Book Review – How to be a Woman by Caitlin Moran


Are you ready to laugh? Are you ready to have your mind changed? Are you ready to change your life whilst trying to make sure you don’t pee your pants. Well sit down and grab a copy of How to Be a Woman. It doesn’t matter if you’re a man, a woman, young or old. Moran is both fabulous, funny as well as bloody opinionated. Not only does she tackle the big issues, but the book is full of her own anecdotes that will have you in stitches, while you feel like you’ve known her your whole life.

When this book came out in 2010 I got myself a copy after reading the blurb, thinking it was going to be some kind of history of feminism, only to find a woman ranting and raving about things that really I didn’t understand or really care about at the time. I was only 15 then, but this time around when it came up on a reading list for next year I thought I might as well read it properly this time. I’m pleased to say that having lived through a lot more of the experiences in Moran’s book, I could fully understand and appreciate her honesty and frankness. She doesn’t stand for any BS and says, what I think most of us are actually thinking.

Talking about some of the great feminist minds such as De Beauvoir and Germaine Greer (even if I don’t agree with her myself) and putting a 21st century spin on it. There is no man hating, she doesn’t tell us to burn our bras or never to shave again, if I’m honest she just talks a lot of sense. I started this book not being sure how I felt but after reading I had this overwhelming need to tell people that feminism was important god damn it.

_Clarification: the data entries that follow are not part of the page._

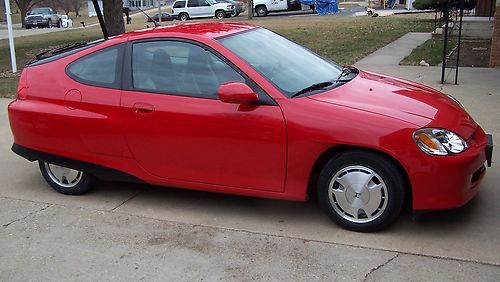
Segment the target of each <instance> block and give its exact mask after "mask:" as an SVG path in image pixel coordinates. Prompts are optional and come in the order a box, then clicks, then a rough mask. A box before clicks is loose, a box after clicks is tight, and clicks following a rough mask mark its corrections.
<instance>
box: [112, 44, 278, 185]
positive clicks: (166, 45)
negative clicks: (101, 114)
mask: <svg viewBox="0 0 500 282" xmlns="http://www.w3.org/2000/svg"><path fill="white" fill-rule="evenodd" d="M127 53H128V55H127V56H128V63H129V64H130V67H125V69H129V70H130V74H129V75H130V76H129V77H128V79H125V81H127V82H128V83H129V84H128V85H127V84H125V85H124V88H125V89H124V91H123V93H122V99H121V106H122V116H123V131H124V135H125V139H126V141H127V143H128V145H129V148H130V150H131V151H132V154H133V155H134V157H135V159H136V160H137V161H138V162H139V164H140V165H141V166H142V167H143V168H144V169H145V170H147V171H148V172H150V173H152V174H154V175H156V176H159V177H163V178H168V179H176V180H184V181H191V182H201V183H208V184H216V185H223V186H230V187H239V188H248V189H259V190H267V191H283V188H284V180H285V170H286V132H285V123H284V119H283V115H282V112H281V110H280V108H279V106H277V104H276V103H275V102H274V101H273V100H272V99H271V98H270V97H269V96H267V94H266V93H265V92H264V91H262V90H261V89H260V88H258V86H256V85H255V83H253V81H251V80H250V79H248V78H247V77H245V76H244V75H243V74H242V73H241V72H240V71H239V70H236V69H235V68H234V66H232V65H230V64H229V63H227V62H226V61H225V59H224V58H223V57H222V56H221V55H219V54H217V53H215V52H213V51H212V50H211V49H210V48H208V47H206V46H200V45H198V44H197V43H193V42H189V41H178V40H156V41H140V42H133V43H132V42H131V43H129V47H128V51H127ZM228 81H241V82H245V83H247V84H248V85H249V86H250V87H252V89H254V91H256V93H257V94H258V95H259V99H260V100H261V104H260V105H238V104H229V103H224V102H221V101H220V100H219V99H218V96H217V93H216V92H217V89H218V86H219V85H220V84H222V83H224V82H228Z"/></svg>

That there were normal women who were good examples, not the ones I’ve been shown, that make me happy to say I’m a feminist, a real feminist. I want equality and , like Caitlin, think men are pretty great.

The book follows Caitlin from the age of 13 to 35 and as she calls it this is ‘part memoir, part rant.’ As a young, probably quite impressionable 20 year old, I read this and laughed, smiled and finally breathed. I’m not  the only one who’s had these things happen to her, I’m not the only one who thinks that heels are torturous devices that we all try so hard to wear but no one actually enjoys. That said, I will give warning that the opinions are not tidy, politely written paragraphs, Moran isn’t interested in that. There’s a lot of swearing, masturbating and frankness which I found myself laughing at so hard my boyfriend thought something was wrong with me…oops.  I don’t agree with absolutely everything Moran says or does, 95% I do but theres 5% I don’t and that’s okay because I’m human. So I’d definitely say if you want to laugh, question and celebrate being a woman this book is for you.

So I’m going to give this 5 stars *****, because I really think this is going to go into my ‘books that changed my life’ list that I’ll recommend to almost anyone who will let me. It’s opened up my eyes to so much and I really could not put it down even if I wanted to.